Starting with the adoption of SLP late in 2017, the volume is expected to grow from 27 million units in 2017 to 440 million units by 2023 with a CAGR of 59.4%. The SLP revenue in 2017 is estimated to be $190M and will grow to $1.4B in 2018, then $2.2B by 2023 with a CAGR of 51%.
The interest in decreasing the feature size for a smartphone board is due to the demand for thinner but more functional smartphones. With increasingly more functions added, along with larger screens, the power consumption becomes a critical point. In the volume of a smartphone, the battery takes up most of the space. As the feature sizes on the board decrease, more integration can be achieved in a fixed area. Starting from iPhone 5s, Apple has gradually decreased the PCB area of the iPhones compared to the total smartphone area. Until the latest iPhone X, they have decreased 3% of the area while adding more functions and increasing the battery capacity. In the meantime, iPhone X not only adapted SLP but also stacked two SLPs like a sandwich to further increase integration in a fixed area.

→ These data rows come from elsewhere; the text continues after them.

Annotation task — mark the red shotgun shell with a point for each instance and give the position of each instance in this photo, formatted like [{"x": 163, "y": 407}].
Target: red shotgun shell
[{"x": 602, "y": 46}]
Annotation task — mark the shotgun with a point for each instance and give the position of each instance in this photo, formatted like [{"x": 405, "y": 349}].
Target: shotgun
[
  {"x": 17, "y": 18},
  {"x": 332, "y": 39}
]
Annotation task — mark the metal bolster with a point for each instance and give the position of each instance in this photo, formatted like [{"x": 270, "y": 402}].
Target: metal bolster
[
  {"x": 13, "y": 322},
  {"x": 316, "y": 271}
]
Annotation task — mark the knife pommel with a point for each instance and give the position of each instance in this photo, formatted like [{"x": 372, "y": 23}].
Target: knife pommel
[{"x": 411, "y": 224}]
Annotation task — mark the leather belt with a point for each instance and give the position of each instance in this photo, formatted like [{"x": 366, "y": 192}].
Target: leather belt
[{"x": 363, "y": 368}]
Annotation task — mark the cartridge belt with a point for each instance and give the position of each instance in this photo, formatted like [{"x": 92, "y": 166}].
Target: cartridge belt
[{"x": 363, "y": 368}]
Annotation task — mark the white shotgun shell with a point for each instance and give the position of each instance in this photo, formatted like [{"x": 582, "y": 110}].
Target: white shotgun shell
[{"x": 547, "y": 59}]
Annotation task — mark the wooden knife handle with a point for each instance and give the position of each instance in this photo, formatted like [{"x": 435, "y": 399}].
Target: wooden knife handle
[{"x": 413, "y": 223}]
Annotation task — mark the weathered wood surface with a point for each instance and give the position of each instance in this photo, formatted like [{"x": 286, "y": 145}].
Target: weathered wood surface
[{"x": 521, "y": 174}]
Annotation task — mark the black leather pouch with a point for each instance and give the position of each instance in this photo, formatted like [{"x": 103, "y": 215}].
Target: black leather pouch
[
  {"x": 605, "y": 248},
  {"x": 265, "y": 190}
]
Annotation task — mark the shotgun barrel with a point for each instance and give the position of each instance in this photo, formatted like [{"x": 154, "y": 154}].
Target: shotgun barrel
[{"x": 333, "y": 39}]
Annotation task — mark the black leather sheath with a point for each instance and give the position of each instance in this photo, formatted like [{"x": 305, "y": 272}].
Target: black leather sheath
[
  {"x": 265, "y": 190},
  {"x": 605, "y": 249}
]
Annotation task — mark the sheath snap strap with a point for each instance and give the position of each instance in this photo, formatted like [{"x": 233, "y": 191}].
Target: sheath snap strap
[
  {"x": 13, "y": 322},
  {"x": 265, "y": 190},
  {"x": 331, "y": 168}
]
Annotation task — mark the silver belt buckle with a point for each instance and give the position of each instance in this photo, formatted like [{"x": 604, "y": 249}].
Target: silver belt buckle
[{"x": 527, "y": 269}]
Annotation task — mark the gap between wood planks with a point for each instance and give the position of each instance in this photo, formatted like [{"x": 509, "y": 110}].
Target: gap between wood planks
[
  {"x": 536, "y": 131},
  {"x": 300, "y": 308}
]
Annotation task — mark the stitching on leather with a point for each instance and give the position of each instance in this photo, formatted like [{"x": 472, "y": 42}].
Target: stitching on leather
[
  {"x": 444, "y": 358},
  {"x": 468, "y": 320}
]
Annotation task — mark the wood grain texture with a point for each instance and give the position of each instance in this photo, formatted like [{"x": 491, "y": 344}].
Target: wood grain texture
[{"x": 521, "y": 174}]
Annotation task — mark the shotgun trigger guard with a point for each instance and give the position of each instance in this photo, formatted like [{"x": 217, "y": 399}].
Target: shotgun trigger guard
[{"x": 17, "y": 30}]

This surface reduction was enabled by the increase of density and reduction of interconnection.
The semiconductor industry’s trends are affecting the semiconductor package and package-to-board interconnect level. PCB traditionally serves as the interconnection of the chips and the final product, but nowadays it is also an integration solution. SLP is one of the answers today to the scaling demand while also responding to the functional roadmap.
SLP is so-named because this “board” has blurred the definition between a PCB and an IC substrate. Although usually fabricated by different technologies, the main difference between a PCB and an IC substrate is the feature sizes, especially line and space (L/S). Traditionally a PCB or even HDI board has feature sizes greater than 30/30 mm; an IC substrate, on the other hand, has L/S that is often >15/15 mm. Nevertheless, SLP has reached L/S that is smaller than 30/30 mm, and this has defined the name for SLP as it is a PCB that has the feature sizes close to that of an IC substrate.
Traditionally, PCBs are fabricated using a subtractive process that requires etching the preexisting copper-clad laminate (>5 mm thick- ness). This often results in over-etching that cannot be compensated for afterwards.